Attach resilience probes to assert each layer:

  • Replication latency: Use a Prometheus probe on aws_dynamodb_replication_latency per replica region.
  • Application lag metrics: Use a Prometheus probe on your own consistency-lag counter.
  • End-to-end correctness: Use an HTTP probe or command probe that performs a write in one region and reads from another to assert lag stays inside the SLO.

Verify the fault execution effect

While the experiment is running, confirm the pause is active and then released:

  1. Track the FIS experiment.

    aws fis list-experiments --region <region>
    aws fis get-experiment --region <region> --id <experiment-id>

    The FIS experiment should be running during the chaos window and completed afterwards.

  2. Check replication latency.

    aws cloudwatch get-metric-statistics --region <replica-region> \
    --namespace AWS/DynamoDB --metric-name ReplicationLatency \
    --dimensions Name=TableName,Value=<table> Name=ReceivingRegion,Value=<replica> \
    --start-time <iso> --end-time <iso> \
    --period 60 --statistics Maximum

    Maximum should rise during the chaos window and return to baseline afterwards.

  3. Verify replica catches up.

    Perform a write in the primary region, then read from each replica region.

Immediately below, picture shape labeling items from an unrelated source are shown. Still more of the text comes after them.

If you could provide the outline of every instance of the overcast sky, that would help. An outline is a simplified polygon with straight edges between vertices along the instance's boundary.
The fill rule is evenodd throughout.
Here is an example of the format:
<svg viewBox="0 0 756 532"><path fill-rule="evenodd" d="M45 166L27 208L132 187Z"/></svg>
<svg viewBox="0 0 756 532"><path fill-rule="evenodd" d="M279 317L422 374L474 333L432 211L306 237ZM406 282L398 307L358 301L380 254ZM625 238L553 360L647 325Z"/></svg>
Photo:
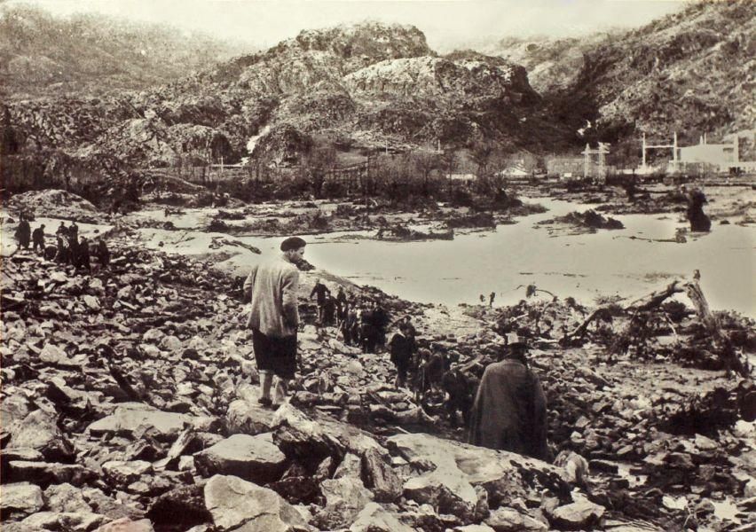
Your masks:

Within a few minutes after the experiment ends, the replica should return the latest write.


Recovery and cleanup

  • End of duration: FIS stops the action and DynamoDB resumes replication; the chaos pod deletes the FIS experiment template it created.
  • Abort the experiment: Stopping the experiment from Chaos Studio also stops the FIS experiment.
  • Manual recovery: If the FIS experiment is stuck, run aws fis stop-experiment --id <id> --region <region> to terminate it; AWS will resume replication automatically when the action stops.
  • Workload recovery: Replica regions catch up at the natural replication rate; no operator action is required.

Limitations

  • Action duration: AWS FIS defines a minimum and maximum duration for the action; values outside that range are rejected.
  • Per-region: A single experiment runs in one REGION; chain experiments to test multi-primary topologies.
  • FIS availability: This fault depends on FIS being available in REGION and on the aws:dynamodb:global-table-pause-replication action being supported in that region.
  • Stop conditions: When STOP_CONDITION_CLOUDWATCH_ALARMS is provided, an alarm transitioning to ALARM terminates the action; replication resumes early.
  • Cross-account targeting: Use ASSUME_ROLE_ARN to run the FIS experiment in a different account.

Troubleshooting

DynamoDB replication pause fails with AccessDeniedException in Harness Chaos Engineering

The credentials supplied to the chaos pod do not have the required FIS or DynamoDB permissions. Confirm the IAM policy attached to the user, role, or IRSA service account includes fis:CreateExperimentTemplate, fis:StartExperiment, fis:GetExperiment, fis:StopExperiment, fis:DeleteExperimentTemplate, iam:PassRole, dynamodb:DescribeGlobalTable, and cloudwatch:DescribeAlarms.

FIS rejects the experiment template

Common causes are: TABLE_NAMES contains a table that is not a global table; FIS_ROLE_ARN lacks the permissions FIS needs to perform the action; FIS_ACCOUNT_ID does not match the account where the chaos pod credentials live; the region does not support the aws:dynamodb:global-table-pause-replication action. Cross-check each input against the AWS FIS documentation for this action.

FIS_ROLE_ARN cannot be assumed by FIS

The role's trust policy must allow the FIS service principal (fis.amazonaws.com) to assume it. Update the trust policy to include a statement that allows sts:AssumeRole from fis.amazonaws.com, and ensure the chaos pod's principal has iam:PassRole permission for FIS_ROLE_ARN.

Replication did not pause despite the experiment showing as running

Confirm that the tables in TABLE_NAMES are actually global tables with active replicas; non-global tables silently produce no effect. Inspect the FIS experiment in the AWS console for action-level errors and refer to the experiment's CloudWatch Logs.